A los efectos indeseados de la tecnología se suele llegar tarde y son difíciles de detener, señala. Los medicamentos, antes de salir a la venta, pasan por controles rigurosos. En cambio, no hay testeo previo de los efectos psicológicos de los videojuegos o de la exposición prolongada al chateo. No lo hubo tampoco de lo que sucede en nuestra interacción con los chats falsamente “humanizados” de la inteligencia artificial. El año pasado, en Orlando, un chico de 14 años se suicidó tras una charla con un chatbot del que se había enamorado.

"El miedo nace del desfasaje entre el acelerado progreso de la tecnología y el creciente retroceso de las relaciones humanas"

 

En esto, la mano invisible del mercado no alcanza. Hay que orientarla, dice Capanna. Como ocurrió con el plomo, por ejemplo. Sabíamos que la ingestión de plomo daña nuestro organismo, y a pesar de eso la industria produjo cañerías, pinturas y naftas con plomo.

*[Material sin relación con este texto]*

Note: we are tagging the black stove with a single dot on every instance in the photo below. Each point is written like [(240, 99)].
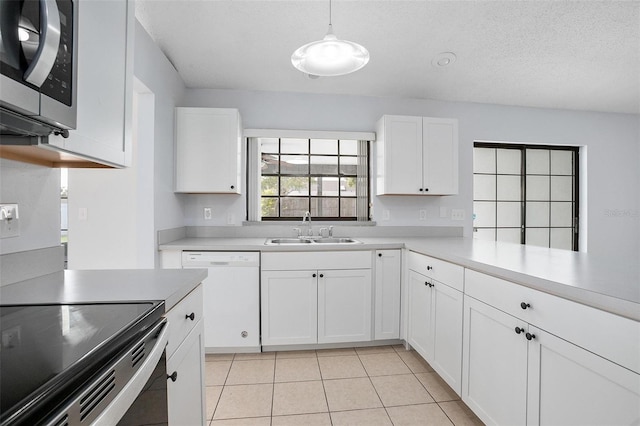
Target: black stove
[(49, 351)]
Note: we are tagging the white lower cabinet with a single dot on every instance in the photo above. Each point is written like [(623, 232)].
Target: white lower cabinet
[(387, 283), (435, 326), (494, 365), (185, 361), (516, 373), (316, 304)]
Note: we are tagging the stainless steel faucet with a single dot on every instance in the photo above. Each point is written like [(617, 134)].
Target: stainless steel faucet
[(307, 215)]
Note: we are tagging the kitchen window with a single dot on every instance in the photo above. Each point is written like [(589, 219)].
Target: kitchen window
[(329, 177), (526, 194)]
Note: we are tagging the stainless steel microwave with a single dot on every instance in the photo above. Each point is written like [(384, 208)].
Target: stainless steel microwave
[(38, 56)]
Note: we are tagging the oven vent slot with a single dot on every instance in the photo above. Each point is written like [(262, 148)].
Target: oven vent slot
[(63, 421), (138, 353), (96, 394)]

Luego de que se envenenaran varias generaciones, se impusieron los productos sin plomo, y no porque fueran más baratos, sino en virtud de las leyes y de incentivos que, desde el Estado, favorecían el uso de tecnologías más limpias.

“Los temores de hoy son algo más que una irracional resistencia al cambio –dice el filósofo–. Todo el mundo sabe que lo que mata no es la bala, sino su aceleración. Nadie desea volver al pasado, pero teme que la velocidad del cambio lo deje sin futuro”.

Las “máquinas” no son el problema. A fin de cuentas, la tecnología es un proceso que impulsan algunos hombres. La cuestión es que los fines que persiguen esos hombres no siempre coinciden con los del conjunto. Las consecuencias de sus hallazgos, eso sí, nos afectan a todos. Por eso estas innovaciones deben ser orientadas al bien común, insiste Capanna. Y ahí ya no hablamos de tecnología, sino de política.

Durante la Guerra Fría, cuando se acumuló un arsenal capaz de destruir varias veces la Tierra, el “teléfono rojo” fue la herramienta política para mantener bajo control el poder de la tecnología. ¿Quedará ese teléfono en manos de un Elon Musk? Dice Capanna: “El miedo nace del desfasaje entre el acelerado progreso de la tecnología y el creciente retroceso de las relaciones humanas. Pero ese no es un problema técnico sino político, en el sentido más noble de una palabra tan devaluada”.

A mis veinte años, cuando leía mucha ciencia ficción, escuché a Capanna en una conferencia sobre el escritor Cordwainer Smith, a la que fui con la revista El Péndulo bajo el brazo. Hoy, al tomar su libro de mi biblioteca, me acordé de esa época y, más atrás, del chico que sueña el futuro desde el jardín de su casa. Ese chico empezaba a asomarse al misterio de existir. A la conciencia nebulosa de ese misterio. ¿Qué era todo aquello? El pasto debajo de mi cuerpo, las ramas del liquidámbar encima, los retazos de cielo definidos por las nubes pasajeras. Y el enigma del tiempo, reflejado en ese desplazamiento que acaso era lo que me había llevado a viajar desde una tarde de los años 70 hasta 2025. Es decir, al día de hoy. Ese chico, como el mundo a su alrededor, también cambió. Pero algo sigue igual: las preguntas esenciales que empezaban a insinuarse en su cabeza aún me acompañan. A estas alturas, el hombre que soy aprendió a convivir en buenos términos con ese misterio.